Dazu kommt, dass viele meiner Freunde 3D nicht wollen, da sie Brille tragen oder sie Kopfschmerzen davon bekommen.

Und der Fantasieaufschlag auf den Preis ist mir zu heftig.


----------



## Silers (21. November 2017)

3D ist meiner Meinung nach den Aufpreis meißt nicht wert


----------



## Dr Bakterius (21. November 2017)

Weiteres Manko ist das möglichst viele Besucher auf engstem Raum  eingepfercht sind und das Gestühl ermuntert auch kaum jemanden 2 Std. und ev. mehr darauf zu verbringen. Was 3D direkt angeht, könnte da ev. eine größere und leichtere Brille was verbessern?


----------



## Kuhprah (21. November 2017)

Da ich in meinem Kino für 2D und 3D gleich viel zahl guck ich das was grad läuft. Mir ziemlich egal ob 2D oder 3D. Und seit die dort am Center noch nen SuC haben geh ich meist nachher das Auto laden und noch nen Happen essen


----------



## LastManStanding (5. Dezember 2017)

Dr Bakterius schrieb:


> Weiteres Manko ist das möglichst viele Besucher auf engstem Raum  eingepfercht sind und das Gestühl ermuntert auch kaum jemanden 2 Std. und ev. mehr darauf zu verbringen. Was 3D direkt angeht, könnte da ev. eine größere und leichtere Brille was verbessern?

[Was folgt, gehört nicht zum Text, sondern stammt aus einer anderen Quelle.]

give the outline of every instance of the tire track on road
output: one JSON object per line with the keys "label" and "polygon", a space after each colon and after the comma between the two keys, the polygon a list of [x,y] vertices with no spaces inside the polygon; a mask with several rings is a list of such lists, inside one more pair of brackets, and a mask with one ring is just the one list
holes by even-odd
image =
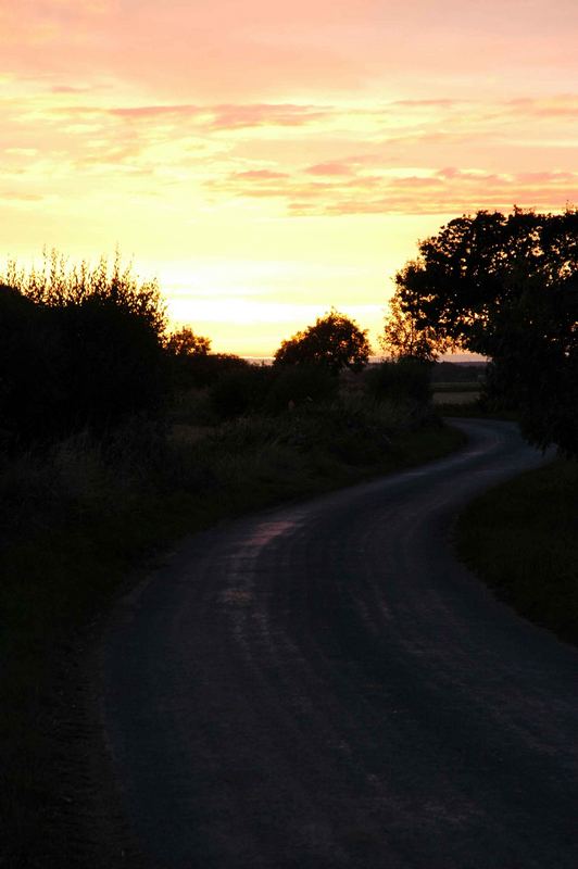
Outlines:
{"label": "tire track on road", "polygon": [[575,650],[452,555],[542,459],[467,450],[196,536],[113,614],[104,722],[166,869],[576,869]]}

Größer und leichter wäre zwar schon eine gute Idee aber das torpediert leider die zu meist Schlechte 3D Qualität und den Aufpreis nicht.
Zumal in kleineren Kinos hier in der Gegend die Brillen oft mehr als Billig sind... wie aus einer Kornflakesschachtel^^ 3D ohne Brille das wäre vielleicht hier und da ganz nett..


----------



## Dr Bakterius (5. Dezember 2017)

Vorläufig ist das herkömmliche 3D wohl eh eher zum Tode verurteilt und wird im Homebereich ja kaum noch geboten. Das bescheidene Bild erlebt man leider garnicht mal so selten bei 2D auch und vielleicht kommt ja 3 D mal wieder und zwar so wie man es sich wünscht mit möglichst ohne Nasenfahrrad.  Vielleicht erlebt man ja nicht nur ein neues 3 D sondern vielleicht auch ein mittendrin Gefühl?


----------



## LastManStanding (21. Januar 2018)

Jo das Ergebniss ist wohl recht deutlich. Das hätte ich ja nicht gedacht, aber es bestätigt meine Hoffnung.
Danke an alle die Geklickt haben.
Danke


----------



## Dr Bakterius (24. Januar 2018)

Die Zahl der Teilnehmer war ja doch recht mager aber die bisherige Brillentechnik ist einfach nicht mehr State of the Art. Ich bin mal gespannt was da mal als Ersatz kommt und was dann der Spaß kostet.


----------